Taxpayer cost to defend serial killer 'well into six figures'

Taxpayer cost to defend serial killer 'well into six figures'
Defense attorney David L. Grant tells Cleveland 19 that Michael Madison's defense costs are well into the six figures. (Source: WOIO)
A defense attorney for convicted serial killer Michael Madison said that the cost to defend him is well into the six figures.
Madison was declared indigent in 2013, just months after he was arrested and charged with the murders of Shetisha Sheeley, Angela Deskins and Shirellda Terry. That means that not only the prosecution, but also the defense of Madison was paid for by taxpayers.
Madison was found guilty Thursday of the 14 counts against him, including charges of aggravated murder, rape, kidnapping and offense against a human corpse.
Madison's attorney, David L Grant, was assigned to the case in 2013. 
"I don't think we spent a dime that didn't need to be spent, absolutely not. I wouldn't look back and have any reservations about what we did and what we thought was necessary," said Grant. 
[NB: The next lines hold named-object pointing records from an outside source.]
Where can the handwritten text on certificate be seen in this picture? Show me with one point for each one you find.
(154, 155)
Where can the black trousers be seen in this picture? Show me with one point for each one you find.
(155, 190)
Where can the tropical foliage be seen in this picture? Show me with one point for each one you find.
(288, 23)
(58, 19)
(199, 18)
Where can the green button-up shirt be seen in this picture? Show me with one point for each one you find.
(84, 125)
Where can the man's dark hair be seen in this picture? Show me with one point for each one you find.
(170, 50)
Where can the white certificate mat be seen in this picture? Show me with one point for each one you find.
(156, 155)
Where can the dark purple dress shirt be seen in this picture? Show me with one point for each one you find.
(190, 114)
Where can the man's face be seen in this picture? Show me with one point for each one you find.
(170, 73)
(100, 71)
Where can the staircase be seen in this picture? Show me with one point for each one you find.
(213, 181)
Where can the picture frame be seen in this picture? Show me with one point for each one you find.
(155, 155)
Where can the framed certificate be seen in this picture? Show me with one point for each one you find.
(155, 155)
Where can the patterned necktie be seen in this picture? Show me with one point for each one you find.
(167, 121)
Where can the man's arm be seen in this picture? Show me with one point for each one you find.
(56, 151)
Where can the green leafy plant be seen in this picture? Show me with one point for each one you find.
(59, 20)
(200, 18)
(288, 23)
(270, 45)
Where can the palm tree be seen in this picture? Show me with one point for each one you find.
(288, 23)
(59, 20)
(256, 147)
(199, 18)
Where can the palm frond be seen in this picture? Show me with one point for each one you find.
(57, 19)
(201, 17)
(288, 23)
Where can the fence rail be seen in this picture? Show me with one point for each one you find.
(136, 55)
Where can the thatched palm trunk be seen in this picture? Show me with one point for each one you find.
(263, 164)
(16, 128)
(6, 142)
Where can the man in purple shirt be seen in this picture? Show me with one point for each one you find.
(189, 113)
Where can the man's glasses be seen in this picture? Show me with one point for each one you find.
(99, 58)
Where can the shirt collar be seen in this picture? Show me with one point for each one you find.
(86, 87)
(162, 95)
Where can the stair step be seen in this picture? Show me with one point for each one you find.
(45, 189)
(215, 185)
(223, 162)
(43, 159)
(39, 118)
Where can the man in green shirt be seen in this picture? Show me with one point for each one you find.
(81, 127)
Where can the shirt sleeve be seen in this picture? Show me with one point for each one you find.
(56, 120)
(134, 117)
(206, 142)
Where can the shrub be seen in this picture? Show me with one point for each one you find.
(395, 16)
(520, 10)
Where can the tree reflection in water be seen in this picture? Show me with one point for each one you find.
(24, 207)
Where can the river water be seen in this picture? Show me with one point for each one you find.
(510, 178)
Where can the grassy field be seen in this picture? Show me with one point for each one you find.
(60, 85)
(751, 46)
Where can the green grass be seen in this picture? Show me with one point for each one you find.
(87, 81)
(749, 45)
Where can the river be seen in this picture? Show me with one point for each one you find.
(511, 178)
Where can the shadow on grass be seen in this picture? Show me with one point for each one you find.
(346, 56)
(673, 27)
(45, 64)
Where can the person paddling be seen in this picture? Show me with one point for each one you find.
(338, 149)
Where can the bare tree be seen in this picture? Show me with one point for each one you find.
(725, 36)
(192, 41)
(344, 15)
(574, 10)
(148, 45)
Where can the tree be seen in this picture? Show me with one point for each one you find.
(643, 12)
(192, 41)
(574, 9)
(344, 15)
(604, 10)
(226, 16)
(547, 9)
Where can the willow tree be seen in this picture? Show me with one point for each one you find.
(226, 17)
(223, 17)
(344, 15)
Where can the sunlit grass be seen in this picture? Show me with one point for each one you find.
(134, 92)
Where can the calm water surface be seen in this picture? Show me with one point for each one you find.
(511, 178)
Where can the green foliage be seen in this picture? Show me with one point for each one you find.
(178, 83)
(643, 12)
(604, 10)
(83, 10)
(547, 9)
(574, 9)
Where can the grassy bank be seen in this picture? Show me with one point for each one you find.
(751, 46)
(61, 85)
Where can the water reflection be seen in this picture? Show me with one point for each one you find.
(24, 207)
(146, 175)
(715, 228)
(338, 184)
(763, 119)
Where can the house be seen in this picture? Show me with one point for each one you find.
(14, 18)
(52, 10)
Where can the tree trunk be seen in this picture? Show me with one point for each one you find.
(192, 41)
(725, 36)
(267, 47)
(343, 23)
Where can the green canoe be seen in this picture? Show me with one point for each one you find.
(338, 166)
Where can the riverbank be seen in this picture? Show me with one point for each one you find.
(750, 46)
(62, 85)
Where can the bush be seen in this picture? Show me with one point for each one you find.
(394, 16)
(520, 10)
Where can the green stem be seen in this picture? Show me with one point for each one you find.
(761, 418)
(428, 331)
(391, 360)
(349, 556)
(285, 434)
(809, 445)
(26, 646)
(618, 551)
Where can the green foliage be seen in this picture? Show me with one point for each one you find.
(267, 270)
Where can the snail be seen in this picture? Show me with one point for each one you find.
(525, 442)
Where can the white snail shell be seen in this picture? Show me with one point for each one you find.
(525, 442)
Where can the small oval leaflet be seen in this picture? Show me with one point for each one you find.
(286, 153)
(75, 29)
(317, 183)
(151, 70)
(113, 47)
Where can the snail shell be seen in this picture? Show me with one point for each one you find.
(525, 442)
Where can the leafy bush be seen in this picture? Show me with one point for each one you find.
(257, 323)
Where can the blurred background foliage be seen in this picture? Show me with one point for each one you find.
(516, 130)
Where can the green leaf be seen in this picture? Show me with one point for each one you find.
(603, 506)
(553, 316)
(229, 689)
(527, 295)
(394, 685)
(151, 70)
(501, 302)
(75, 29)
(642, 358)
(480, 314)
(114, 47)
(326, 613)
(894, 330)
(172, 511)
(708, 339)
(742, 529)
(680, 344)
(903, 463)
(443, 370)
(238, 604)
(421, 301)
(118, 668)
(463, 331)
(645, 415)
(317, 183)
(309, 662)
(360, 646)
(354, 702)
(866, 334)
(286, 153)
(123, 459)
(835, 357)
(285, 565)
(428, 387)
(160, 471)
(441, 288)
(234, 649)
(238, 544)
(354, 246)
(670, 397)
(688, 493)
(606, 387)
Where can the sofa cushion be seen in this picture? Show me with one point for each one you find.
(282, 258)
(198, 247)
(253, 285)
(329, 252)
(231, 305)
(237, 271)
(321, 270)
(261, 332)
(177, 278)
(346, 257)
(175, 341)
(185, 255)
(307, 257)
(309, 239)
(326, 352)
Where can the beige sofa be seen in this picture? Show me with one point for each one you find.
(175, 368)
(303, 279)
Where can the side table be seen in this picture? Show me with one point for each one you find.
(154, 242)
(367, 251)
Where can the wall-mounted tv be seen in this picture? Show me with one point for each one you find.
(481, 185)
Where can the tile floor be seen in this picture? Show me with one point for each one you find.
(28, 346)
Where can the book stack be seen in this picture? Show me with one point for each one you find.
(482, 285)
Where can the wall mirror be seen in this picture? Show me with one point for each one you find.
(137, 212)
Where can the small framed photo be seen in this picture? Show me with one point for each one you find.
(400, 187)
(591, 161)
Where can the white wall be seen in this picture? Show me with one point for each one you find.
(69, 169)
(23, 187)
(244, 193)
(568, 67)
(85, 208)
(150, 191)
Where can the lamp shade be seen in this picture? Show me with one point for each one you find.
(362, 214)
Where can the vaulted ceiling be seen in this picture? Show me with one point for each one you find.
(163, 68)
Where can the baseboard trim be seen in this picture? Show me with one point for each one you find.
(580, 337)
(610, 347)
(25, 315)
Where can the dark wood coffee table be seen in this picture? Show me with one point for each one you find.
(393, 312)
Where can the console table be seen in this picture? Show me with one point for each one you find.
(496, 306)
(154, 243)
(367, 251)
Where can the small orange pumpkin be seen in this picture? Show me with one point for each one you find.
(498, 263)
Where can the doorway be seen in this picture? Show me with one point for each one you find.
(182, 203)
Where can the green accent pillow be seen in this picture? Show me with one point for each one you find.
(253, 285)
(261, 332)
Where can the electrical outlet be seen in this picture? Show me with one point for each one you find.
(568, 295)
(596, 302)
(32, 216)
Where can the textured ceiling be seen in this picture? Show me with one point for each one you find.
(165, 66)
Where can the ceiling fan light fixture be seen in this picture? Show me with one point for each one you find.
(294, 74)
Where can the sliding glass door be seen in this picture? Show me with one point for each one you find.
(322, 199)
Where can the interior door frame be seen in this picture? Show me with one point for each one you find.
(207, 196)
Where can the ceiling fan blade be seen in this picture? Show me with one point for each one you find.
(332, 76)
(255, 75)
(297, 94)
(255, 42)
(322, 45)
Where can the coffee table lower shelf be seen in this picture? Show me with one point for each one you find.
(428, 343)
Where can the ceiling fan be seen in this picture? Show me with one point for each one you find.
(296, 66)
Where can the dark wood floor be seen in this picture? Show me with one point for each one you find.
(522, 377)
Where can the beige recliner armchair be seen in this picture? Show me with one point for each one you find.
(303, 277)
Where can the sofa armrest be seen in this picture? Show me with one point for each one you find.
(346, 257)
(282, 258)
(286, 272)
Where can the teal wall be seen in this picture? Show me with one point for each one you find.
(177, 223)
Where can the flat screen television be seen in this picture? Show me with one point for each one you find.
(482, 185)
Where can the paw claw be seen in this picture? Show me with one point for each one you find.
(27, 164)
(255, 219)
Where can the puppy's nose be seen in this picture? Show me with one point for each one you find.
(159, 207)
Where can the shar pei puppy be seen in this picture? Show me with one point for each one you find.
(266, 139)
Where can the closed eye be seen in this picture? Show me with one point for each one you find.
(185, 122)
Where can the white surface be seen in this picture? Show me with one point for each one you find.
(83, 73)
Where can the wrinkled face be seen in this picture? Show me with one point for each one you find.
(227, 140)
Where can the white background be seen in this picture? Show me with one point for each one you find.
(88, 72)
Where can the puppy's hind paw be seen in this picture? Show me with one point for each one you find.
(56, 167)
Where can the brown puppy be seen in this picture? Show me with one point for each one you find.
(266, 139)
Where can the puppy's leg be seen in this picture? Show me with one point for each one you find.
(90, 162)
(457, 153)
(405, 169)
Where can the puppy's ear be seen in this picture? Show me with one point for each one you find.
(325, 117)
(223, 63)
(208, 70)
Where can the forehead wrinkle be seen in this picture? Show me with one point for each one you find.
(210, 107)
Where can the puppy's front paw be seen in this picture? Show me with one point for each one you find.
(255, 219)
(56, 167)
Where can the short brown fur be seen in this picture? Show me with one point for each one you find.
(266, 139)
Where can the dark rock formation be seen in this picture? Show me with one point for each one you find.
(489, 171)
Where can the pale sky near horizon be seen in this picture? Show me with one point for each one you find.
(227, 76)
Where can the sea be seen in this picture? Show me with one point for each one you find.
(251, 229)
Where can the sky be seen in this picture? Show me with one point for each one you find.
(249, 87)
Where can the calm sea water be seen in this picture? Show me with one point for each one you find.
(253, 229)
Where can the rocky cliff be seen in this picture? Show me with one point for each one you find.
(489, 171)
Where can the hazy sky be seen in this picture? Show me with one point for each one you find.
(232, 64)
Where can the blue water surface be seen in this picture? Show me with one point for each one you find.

CLEVELAND, OH (WOIO) - He described spending money for things like experts and investigators, many of whom will never see the witness stand.

"We're dealing with the ultimate penalty here, we're dealing with somebody's life," said Grant. "What if a friend or family member is sitting where my client is sitting now, with their life on the line at that point in time? Would you think that those are wasted dollars or should that person get a fair trial, be afforded due process and have every opportunity to save their life?" 

Cleveland 19 reached out to the Office of the Ohio Public Defender. Since the case is not completed, they only have a tally of bills totaling less than $100.

Cleveland 19 learned that the average cost to defend a death penalty case in Cuyahoga County in 2014 was $14,015.22. In Hamilton County for that same year, the average cost for defending death cases was $25,065.90.

Madison could potentially face the death penalty, determined in the next phase of the trial. Prosecutor Tim McGinty said that that phase usually lasts between three and four days. The jury will be sequestered again to decide what penalty they will recommend to the judge. The judge will eventually decide if Madison gets the death penalty.
None of the victims' family members, or McGinty wanted to speak publicly on the jury's decision for fear it would compromise the next phase of the trial.
Police found the first victim on July 19, 2013, after answering a complaint about odors coming from an East Cleveland garage. Two more bodies were discovered the following day. All three were wrapped in plastic bags.
Madison was eventually arrested at his mother's home after a two-hour standoff with police.

Cleveland 19 reached out to the prosecutor's office to get an idea of that office's costs in Madison's case, but no one from that office responded to the request.